The big news at the end of last week was the confirmation that China’s Hony Capital had acquired Pizza Express – the £900m deal makes this the largest transaction to take place in the restaurant sector for five years.
This is the latest in a string of high profile Consumer sector deals that Chinese companies have completed since 2012; the others being Sanpower’s purchase of an 89% stake in House of Fraser; the £274m acquisition of luxury yacht manufacturer Sunseeker International by Dalian Wanda Group; and the £700m purchase of a 60% stake in Weetabix by Bright Food Group.
Rise of the Chinese middle class
The main reason behind Chinese appetite for heavyweight deals is the structural change in the Chinese economy. The country’s focus is shifting from a manufacturing-led to a consumption-driven economy underpinned by rapid urbanisation and the simultaneous swelling of an affluent middle class. The Chinese have rapidly rising levels of disposable income, are more refined in their purchasing habits, willing to pay more for premium products (which they trust) and have an increasing penchant for international brands.
Implications for UK lower mid-market M&A
But what does this mean for the UK lower mid-market Consumer sector M&A? Will the Chinese look to step down a rung or two of the ladder and become serious participants in the market at the sub-£150m enterprise value level?

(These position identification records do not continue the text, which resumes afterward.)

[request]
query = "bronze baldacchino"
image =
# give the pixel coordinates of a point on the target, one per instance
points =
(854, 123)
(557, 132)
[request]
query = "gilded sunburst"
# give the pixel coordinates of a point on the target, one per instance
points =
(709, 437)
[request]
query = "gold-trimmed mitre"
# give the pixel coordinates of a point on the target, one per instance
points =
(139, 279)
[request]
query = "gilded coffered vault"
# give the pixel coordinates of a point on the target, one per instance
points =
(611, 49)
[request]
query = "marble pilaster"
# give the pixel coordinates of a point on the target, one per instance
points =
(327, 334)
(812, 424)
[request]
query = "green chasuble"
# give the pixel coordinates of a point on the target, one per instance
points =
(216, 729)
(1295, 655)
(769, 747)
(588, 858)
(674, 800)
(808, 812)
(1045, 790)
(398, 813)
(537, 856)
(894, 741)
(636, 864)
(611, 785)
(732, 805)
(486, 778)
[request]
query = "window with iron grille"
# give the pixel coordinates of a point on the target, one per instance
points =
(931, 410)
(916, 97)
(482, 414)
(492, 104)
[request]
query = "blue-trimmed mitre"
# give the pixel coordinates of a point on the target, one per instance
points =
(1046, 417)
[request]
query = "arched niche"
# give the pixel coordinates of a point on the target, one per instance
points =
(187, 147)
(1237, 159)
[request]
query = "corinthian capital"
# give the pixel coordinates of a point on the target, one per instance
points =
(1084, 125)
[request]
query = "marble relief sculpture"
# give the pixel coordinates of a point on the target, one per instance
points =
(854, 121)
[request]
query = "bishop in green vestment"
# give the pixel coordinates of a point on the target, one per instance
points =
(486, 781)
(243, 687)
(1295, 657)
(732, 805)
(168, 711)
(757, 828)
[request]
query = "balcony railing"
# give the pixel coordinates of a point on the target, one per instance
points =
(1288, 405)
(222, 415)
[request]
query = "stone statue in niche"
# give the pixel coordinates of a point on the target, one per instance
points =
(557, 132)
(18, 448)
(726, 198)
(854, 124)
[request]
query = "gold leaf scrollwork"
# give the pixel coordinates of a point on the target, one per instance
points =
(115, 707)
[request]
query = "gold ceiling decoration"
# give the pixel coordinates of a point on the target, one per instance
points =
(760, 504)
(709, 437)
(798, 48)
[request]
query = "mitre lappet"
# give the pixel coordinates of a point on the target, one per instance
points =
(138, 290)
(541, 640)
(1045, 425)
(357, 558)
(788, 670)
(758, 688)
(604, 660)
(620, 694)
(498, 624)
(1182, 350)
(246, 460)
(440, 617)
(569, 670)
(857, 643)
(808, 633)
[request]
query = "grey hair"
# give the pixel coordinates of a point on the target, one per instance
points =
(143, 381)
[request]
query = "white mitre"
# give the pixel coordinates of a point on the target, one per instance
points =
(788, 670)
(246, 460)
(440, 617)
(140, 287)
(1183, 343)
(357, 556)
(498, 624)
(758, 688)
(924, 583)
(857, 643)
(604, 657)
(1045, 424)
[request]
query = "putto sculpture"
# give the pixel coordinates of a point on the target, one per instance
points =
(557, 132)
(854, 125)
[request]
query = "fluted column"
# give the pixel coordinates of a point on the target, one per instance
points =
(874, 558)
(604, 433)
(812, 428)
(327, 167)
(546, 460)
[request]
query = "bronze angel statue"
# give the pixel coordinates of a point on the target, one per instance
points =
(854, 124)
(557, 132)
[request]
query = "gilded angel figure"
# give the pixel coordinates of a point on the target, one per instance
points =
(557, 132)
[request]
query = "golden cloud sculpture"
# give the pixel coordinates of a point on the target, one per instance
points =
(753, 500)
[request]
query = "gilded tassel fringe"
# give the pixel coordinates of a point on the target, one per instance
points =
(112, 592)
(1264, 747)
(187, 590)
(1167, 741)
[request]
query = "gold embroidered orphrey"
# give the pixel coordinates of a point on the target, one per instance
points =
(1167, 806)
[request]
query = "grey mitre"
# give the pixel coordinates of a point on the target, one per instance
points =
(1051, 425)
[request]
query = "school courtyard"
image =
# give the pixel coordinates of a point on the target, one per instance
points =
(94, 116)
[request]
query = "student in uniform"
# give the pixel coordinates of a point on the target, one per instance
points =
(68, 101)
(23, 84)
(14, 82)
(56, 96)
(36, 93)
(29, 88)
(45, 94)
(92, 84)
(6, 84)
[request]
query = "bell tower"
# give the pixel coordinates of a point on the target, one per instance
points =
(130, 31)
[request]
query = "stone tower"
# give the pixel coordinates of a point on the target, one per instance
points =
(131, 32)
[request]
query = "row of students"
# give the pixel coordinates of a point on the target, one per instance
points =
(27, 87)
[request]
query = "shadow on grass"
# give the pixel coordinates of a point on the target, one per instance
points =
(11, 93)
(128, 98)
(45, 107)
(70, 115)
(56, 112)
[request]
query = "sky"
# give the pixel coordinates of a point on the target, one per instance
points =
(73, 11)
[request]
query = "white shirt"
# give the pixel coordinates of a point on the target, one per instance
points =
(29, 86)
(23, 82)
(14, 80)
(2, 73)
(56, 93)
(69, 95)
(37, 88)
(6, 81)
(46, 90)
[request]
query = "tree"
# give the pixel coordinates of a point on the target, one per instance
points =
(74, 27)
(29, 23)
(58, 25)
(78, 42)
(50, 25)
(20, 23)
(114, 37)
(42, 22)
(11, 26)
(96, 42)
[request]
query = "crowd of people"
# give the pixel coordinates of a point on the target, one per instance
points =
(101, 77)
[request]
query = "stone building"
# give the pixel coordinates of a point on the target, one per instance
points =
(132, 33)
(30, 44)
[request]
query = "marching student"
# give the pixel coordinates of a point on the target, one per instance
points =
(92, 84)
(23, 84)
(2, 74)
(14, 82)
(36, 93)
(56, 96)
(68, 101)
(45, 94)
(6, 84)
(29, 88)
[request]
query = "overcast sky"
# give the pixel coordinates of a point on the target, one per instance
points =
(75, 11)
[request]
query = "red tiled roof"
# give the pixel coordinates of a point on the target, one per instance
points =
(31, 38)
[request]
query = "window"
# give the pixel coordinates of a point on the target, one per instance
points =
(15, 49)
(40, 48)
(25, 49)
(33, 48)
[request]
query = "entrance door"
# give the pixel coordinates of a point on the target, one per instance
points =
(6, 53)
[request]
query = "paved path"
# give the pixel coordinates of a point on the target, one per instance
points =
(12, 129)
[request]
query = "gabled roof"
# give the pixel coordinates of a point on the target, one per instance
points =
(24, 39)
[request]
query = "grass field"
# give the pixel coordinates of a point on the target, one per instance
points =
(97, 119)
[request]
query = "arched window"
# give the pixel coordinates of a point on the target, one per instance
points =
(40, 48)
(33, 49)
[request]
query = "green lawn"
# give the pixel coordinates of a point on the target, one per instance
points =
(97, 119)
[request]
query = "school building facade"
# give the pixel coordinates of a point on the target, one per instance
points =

It is not immediately obvious why the Chinese will become more active participants in the lower UK mid-market in the short-term, explains Baoshan Bao of Livingstone Beijing. Their fundamental rationale for acquiring UK companies is to exploit the brand, know-how or manufacturing expertise in their own domestic market – all of which leads them to gravitate towards pursuing ‘trophy’ branded assets with a global profile. The scale of the opportunity in the Chinese market is evident from research conducted by McKinsey, which estimates Chinese upper middle class consumers (those with a household income of $17,000 – $37,000) to account for 54% of urban households by 2020, up from their current level of 20%.

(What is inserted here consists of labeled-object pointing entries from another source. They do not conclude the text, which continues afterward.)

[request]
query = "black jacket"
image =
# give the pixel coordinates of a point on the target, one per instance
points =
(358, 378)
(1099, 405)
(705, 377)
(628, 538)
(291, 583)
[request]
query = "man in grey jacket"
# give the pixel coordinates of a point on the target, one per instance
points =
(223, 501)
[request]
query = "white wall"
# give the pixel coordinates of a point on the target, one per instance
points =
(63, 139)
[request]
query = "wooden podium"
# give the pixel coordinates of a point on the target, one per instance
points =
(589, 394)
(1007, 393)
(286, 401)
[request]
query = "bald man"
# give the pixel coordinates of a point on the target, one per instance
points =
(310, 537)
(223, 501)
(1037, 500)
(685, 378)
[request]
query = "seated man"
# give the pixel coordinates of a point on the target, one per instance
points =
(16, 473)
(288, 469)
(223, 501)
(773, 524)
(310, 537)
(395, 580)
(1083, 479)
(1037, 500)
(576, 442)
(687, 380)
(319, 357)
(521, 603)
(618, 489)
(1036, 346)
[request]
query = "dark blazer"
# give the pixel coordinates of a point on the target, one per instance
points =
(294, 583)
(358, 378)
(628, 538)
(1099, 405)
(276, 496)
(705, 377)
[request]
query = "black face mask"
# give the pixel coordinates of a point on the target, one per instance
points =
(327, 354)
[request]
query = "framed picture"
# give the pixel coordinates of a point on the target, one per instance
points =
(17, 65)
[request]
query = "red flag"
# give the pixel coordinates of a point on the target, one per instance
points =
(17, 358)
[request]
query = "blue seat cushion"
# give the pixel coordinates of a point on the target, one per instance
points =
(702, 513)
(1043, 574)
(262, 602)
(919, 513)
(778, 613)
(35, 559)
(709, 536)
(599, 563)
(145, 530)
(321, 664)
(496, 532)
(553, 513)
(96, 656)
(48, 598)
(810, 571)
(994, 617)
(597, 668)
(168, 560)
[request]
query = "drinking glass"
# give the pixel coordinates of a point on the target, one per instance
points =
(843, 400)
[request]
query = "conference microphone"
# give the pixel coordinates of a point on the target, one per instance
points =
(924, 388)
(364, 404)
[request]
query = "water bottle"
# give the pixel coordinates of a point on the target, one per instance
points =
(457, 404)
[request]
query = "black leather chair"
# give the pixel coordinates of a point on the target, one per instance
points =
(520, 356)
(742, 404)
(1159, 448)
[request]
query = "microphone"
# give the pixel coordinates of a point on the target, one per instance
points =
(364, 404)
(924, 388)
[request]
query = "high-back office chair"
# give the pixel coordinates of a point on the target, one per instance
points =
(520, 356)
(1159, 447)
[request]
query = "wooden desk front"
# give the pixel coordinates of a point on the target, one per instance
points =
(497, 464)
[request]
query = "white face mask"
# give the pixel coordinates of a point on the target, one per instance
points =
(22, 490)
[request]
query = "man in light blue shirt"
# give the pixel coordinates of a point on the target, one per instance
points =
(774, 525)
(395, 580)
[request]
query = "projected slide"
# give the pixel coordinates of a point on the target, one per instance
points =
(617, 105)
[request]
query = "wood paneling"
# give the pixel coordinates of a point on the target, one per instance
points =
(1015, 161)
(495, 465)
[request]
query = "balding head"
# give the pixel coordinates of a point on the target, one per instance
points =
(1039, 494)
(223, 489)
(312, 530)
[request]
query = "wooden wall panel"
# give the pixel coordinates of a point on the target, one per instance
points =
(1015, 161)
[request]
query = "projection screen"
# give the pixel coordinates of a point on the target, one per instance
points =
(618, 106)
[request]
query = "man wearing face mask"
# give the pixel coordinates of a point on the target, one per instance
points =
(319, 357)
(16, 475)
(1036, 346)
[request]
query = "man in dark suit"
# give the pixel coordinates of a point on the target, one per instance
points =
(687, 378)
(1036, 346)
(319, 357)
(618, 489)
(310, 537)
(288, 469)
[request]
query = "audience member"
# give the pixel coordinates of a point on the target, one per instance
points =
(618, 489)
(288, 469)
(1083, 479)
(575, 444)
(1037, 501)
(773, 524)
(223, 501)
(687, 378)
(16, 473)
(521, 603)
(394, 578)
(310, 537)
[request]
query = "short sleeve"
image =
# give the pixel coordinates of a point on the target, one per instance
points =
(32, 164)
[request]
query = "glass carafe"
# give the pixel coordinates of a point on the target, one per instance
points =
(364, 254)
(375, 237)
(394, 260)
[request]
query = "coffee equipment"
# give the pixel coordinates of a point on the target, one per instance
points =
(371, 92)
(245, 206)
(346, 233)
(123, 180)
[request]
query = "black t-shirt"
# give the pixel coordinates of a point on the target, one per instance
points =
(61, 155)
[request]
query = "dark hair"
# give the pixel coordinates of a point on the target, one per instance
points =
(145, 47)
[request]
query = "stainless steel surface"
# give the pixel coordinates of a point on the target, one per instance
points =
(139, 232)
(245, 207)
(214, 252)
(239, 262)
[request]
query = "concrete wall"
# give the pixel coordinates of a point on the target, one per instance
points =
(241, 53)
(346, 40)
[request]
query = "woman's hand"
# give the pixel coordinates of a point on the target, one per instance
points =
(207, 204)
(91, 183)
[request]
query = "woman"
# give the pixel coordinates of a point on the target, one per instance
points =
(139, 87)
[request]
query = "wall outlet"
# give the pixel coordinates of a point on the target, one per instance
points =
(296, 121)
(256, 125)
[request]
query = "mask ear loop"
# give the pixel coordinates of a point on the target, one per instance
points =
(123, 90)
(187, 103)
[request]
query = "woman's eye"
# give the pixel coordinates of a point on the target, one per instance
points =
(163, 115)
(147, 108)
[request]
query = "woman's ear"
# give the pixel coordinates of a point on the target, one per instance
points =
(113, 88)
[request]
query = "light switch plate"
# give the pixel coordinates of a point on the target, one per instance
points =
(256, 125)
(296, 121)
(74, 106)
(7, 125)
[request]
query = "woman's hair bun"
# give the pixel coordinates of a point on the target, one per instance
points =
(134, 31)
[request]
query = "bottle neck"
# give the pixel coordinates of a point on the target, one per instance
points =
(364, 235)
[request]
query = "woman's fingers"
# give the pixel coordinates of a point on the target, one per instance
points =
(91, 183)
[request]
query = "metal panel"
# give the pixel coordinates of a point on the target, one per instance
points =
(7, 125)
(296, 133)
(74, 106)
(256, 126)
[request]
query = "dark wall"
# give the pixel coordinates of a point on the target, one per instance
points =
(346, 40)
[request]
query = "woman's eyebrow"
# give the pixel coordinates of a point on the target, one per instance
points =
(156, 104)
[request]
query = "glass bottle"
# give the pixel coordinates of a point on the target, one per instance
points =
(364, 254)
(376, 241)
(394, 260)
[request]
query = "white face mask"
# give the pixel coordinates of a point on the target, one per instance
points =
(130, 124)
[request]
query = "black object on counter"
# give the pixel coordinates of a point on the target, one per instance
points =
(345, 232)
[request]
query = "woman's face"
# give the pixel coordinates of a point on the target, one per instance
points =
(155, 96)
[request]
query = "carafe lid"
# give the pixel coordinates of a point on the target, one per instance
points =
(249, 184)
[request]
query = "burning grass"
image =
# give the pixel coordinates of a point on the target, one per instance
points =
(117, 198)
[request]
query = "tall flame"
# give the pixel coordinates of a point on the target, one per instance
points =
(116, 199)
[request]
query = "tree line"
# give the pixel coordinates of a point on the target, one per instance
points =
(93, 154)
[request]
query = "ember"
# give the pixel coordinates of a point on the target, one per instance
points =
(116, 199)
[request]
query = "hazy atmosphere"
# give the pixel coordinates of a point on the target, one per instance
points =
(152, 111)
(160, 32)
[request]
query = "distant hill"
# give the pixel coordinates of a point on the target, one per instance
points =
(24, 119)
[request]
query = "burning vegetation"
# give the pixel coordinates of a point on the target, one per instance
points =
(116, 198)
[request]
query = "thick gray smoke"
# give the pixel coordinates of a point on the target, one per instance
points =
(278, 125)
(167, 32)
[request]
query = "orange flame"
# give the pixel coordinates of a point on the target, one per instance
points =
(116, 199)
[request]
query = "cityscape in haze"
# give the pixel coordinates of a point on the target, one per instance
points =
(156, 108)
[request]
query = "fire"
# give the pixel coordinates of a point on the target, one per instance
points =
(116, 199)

So while we recognise that any UK business owner would welcome Chinese interest in their sale process, we do not yet see the Chinese supporting smaller UK Consumer businesses on their growth curve in the UK domestic market, particularly if their international brand profile is currently either fledgling or non-existent. With such vast opportunity available in their homeland, it will be critical mass and a well-established global audience which will capture the attention of Chinese acquirers considering UK assets.
Despite this, we expect further high profile deals in the Consumer sector (such as the upcoming United Biscuits auction) to be well represented by from Chinese and other international acquirers – which fit the criteria mentioned above. Whilst it is always good to see British assets being in such high demand from international acquirers, this interest is likely to be limited to the very biggest of ‘trophy’ assets for the time being.